I believe that Abraham Lincoln expressed it very well:

“The legitimate object of government is to do for a community of people whatever they need to have done, but cannot do, at all, or cannot
so well do, for themselves — in their separate, individual capacities.”


Comments will be invited, and I will attempt to reply to any comments that are offered in a serious and non-abusive manner. However, I will not tolerate abusive or profane language (my reasoning is that this is my blog, and so I can control it; I wouldn't interfere with your using such language on your own!)

If anyone finds an opinion that I express to be contrary to my principles, they are welcome to point this out. I hope that I can make a rational case for my comments. Because, in fact, one label I'll happily accept is rationalist.

Sunday, June 17, 2012

This is NOT Chicago!

In this country, there are city charters that give the mayors a lot of power and others which have relatively weak mayors. I understand (though I've not read the charter in any detail) that Chicago has a charter that, on its face, provides for a relatively weak mayor. But in fact, not only two generations of Richard Daleys, but even earlier mayors of Chicago, found it possible to exercise far more powers than Chicago's charter allowed them. Chicago has a “weak-mayor” charter, but it has had very strong mayors in fact.
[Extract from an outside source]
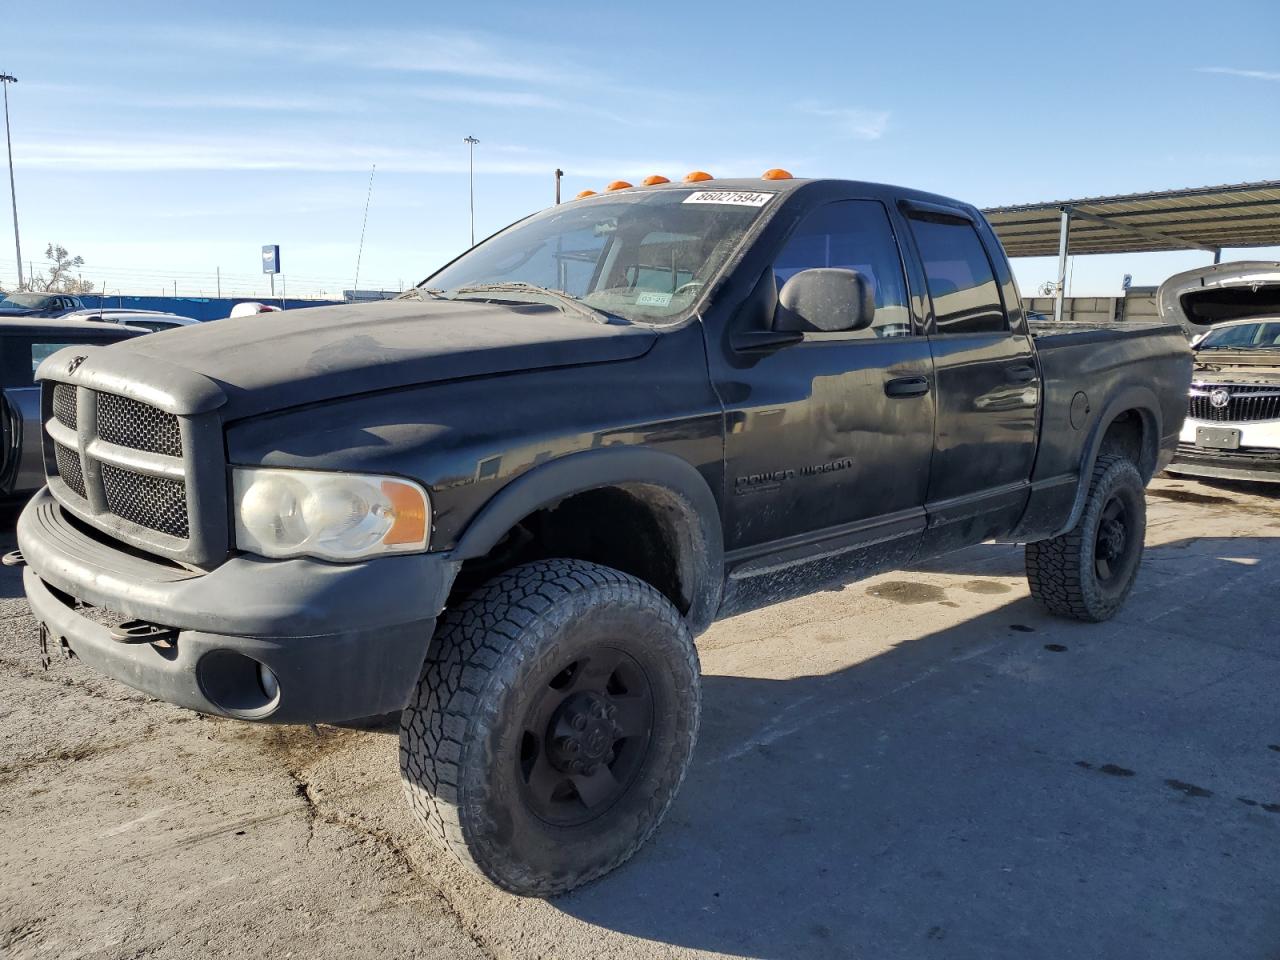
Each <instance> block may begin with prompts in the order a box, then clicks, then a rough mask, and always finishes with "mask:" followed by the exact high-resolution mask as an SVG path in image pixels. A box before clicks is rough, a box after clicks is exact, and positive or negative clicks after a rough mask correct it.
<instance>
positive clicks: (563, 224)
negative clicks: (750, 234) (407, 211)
mask: <svg viewBox="0 0 1280 960" xmlns="http://www.w3.org/2000/svg"><path fill="white" fill-rule="evenodd" d="M773 197H774V195H773V193H763V192H762V193H741V192H737V191H723V189H721V191H695V189H655V191H643V192H641V191H636V192H630V191H628V192H626V193H620V195H617V196H605V197H599V198H591V200H579V201H573V202H570V204H563V205H561V206H553V207H550V209H549V210H544V211H543V212H540V214H536V215H534V216H531V218H529V219H527V220H521V221H520V223H517V224H515V225H512V227H508V228H507V229H506V230H503V232H502V233H499V234H498V236H497V237H493V238H490V239H488V241H485V242H484V243H481V244H480V246H479V247H476V248H474V250H471V251H468V252H466V253H463V255H462V256H461V257H460V259H458V260H456V261H453V262H452V264H449V265H448V266H445V268H444V269H443V270H440V271H438V273H435V274H433V275H431V276H429V278H428V279H426V280H425V282H424V285H425V287H428V288H431V289H435V291H440V292H443V293H445V294H447V296H462V297H465V296H467V293H466V288H471V287H483V285H486V284H529V285H530V287H543V288H547V289H552V291H557V292H559V293H563V294H566V296H568V297H572V298H573V300H577V301H581V302H582V303H584V305H586V306H589V307H591V308H594V310H600V311H604V312H607V314H614V315H618V316H622V317H626V319H627V320H640V321H648V323H662V321H664V320H671V319H675V317H676V316H680V315H681V314H684V312H686V311H687V308H689V307H690V306H691V305H692V302H694V301H695V300H696V298H698V296H699V294H700V293H701V291H703V289H704V288H707V285H708V284H710V282H712V280H714V279H716V276H717V274H718V273H719V271H721V269H722V268H723V266H724V264H726V262H727V261H728V259H730V256H732V253H733V251H735V250H737V247H739V244H740V243H741V241H742V237H744V236H745V234H746V232H748V230H749V229H750V227H751V224H754V223H755V220H756V218H758V216H759V215H760V211H762V210H764V209H765V207H767V206H768V204H769V202H771V201H772V200H773ZM477 293H479V292H477ZM485 296H489V297H495V296H500V297H502V298H507V297H508V296H513V297H517V298H518V297H522V296H524V294H522V293H521V292H520V291H518V287H512V288H511V289H506V288H504V289H502V291H500V292H497V291H489V292H488V293H486V294H485ZM527 296H534V293H532V292H529V294H527Z"/></svg>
Why is this important to us, outside the city of Chicago? Because we currently have a President, Barack Obama, who may have been born in Honolulu (despite “birther” claims), but whose political life has all been spent in Chicago. And he seems to think that the national government is to be run like Chicago's — with an executive who is not bound by a Constitution's limited allocation of powers. First he simply construed the Constitution in ways it had never been construed before, like making “recess appointments” when the Senate was not really in recess but simply off for a weekend. Now he's actually creating new legislation, which Congress has never approved (and in fact voted down) — as in his recent unilaterally-implemented DREAM Act. But this is not Chicago. We believe in our Constitution. And hopefully the American people will tell Barack Obama this, in the only way that will get it across to him, by electing someone else this November. And the obvious choice for “someone else,” of course, is Mitt Romney, who will restore this country to Constitutional government.